Five generations of the Creamer family have worked to keep that from happening. J. Fletcher Creamer II got the ball rolling modestly enough.

"He was always dressed to the nines," Fletch Jr. says. "A very meticulous guy with everything. We've tried to keep those traits going forward."

And forward the company, passing on to Creamer II's son, who passed it on to his son, Fletch Jr.'s father.

"My dad really was my mentor in the business," he says. "I had a mentor, a best friend and a father all wrapped up in one guy."

Then Fletch Jr. and his three brothers joined the crew, followed by their children. You can expect six or seven family members working for the company at any given time. Fletch Jr. currently employs his son and a niece, and his daughter worked for the company until she gave birth to her third child.

"Then I officially retired her," he says with a laugh.

Fletch Jr.'s rise to the top of the company is, he says, pretty typical of the family's deep involvement. He started out as a 15-year-old collecting trash from Palisades Amusement Park.

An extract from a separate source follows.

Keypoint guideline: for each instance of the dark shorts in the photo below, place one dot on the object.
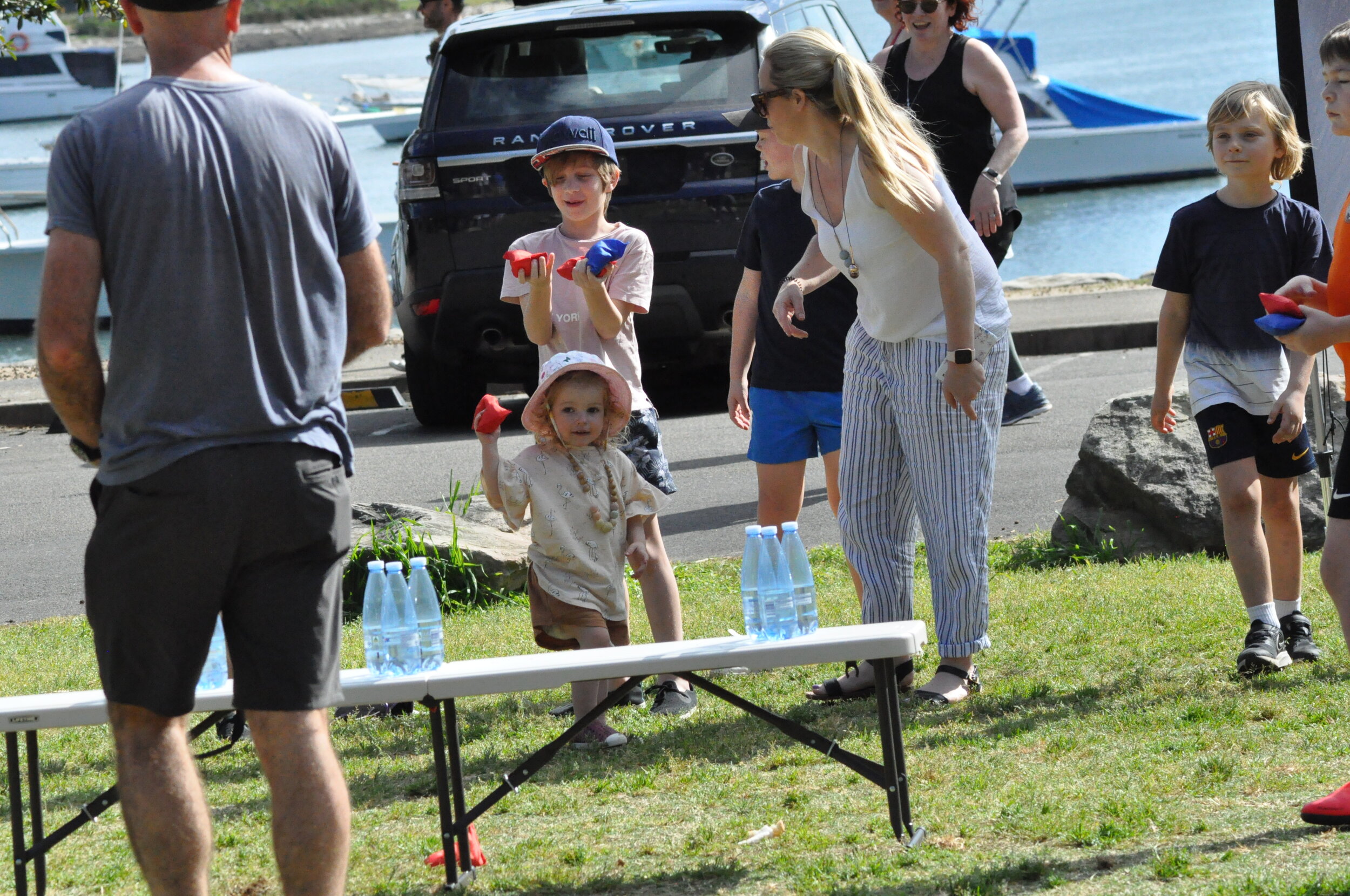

"And I couldn't drive," he says, "so you know which end of the garbage truck I worked on."

Eschewing college – he studied for two years but never finished – Fletch Jr. learned everything he needed from working his way through the company. He spent seven years as an estimator, he worked as a superintendent, he grew into engineering.

"I had probably the best education I could have," he says. "I did all the stuff from the bottom up, as they say."

That hard work paid off. The company grew and grew, and Fletch Jr. took the reins as president and CEO in 1982.

Today, the 90-year-old company maintains New Jersey offices in Hackensack, Linden, Wall and Folsom, plus offices in Sylmar, Calif., and Beltsville, Md. It has worked in 37 states, and even the distinctive light brown paint on all its construction equipment is patented to the company.

So what's Creamer & Son's secret?

"I can't give out the secrets," Fletch Jr. jokes. And then he gives credit where credit is due: the company's dedicated employees, some of whom have worked for the Creamer family for more than 40 years and have never had another job.

"The people who work for us – they're what makes us successful," he says. "We have some of the finest people in the industry."

Of course, that includes the many members of the Creamer family who have swelled Creamer & Son's ranks over the decades. It takes incredible hard work to keep a family business running, let alone expanding, for so long.

"We try to lead by example," Fletch Jr. says. "You've got to love the business to be in it."

Storm Help

In the wake of Superstorm Sandy, J. Fletcher Creamer & Son worked tirelessly to help utility companies, including JCP&L, Verizon and United Water, repair and improve substations in the New York and New Jersey area.

At one of Verizon's main data centers in lower Manhattan, some areas of which lost power for weeks, Creamer & Son employees worked around the clock for two weeks to repair damage from the storm. That required lugging 100-pound battery packs up and down 22 floors numerous times every single day.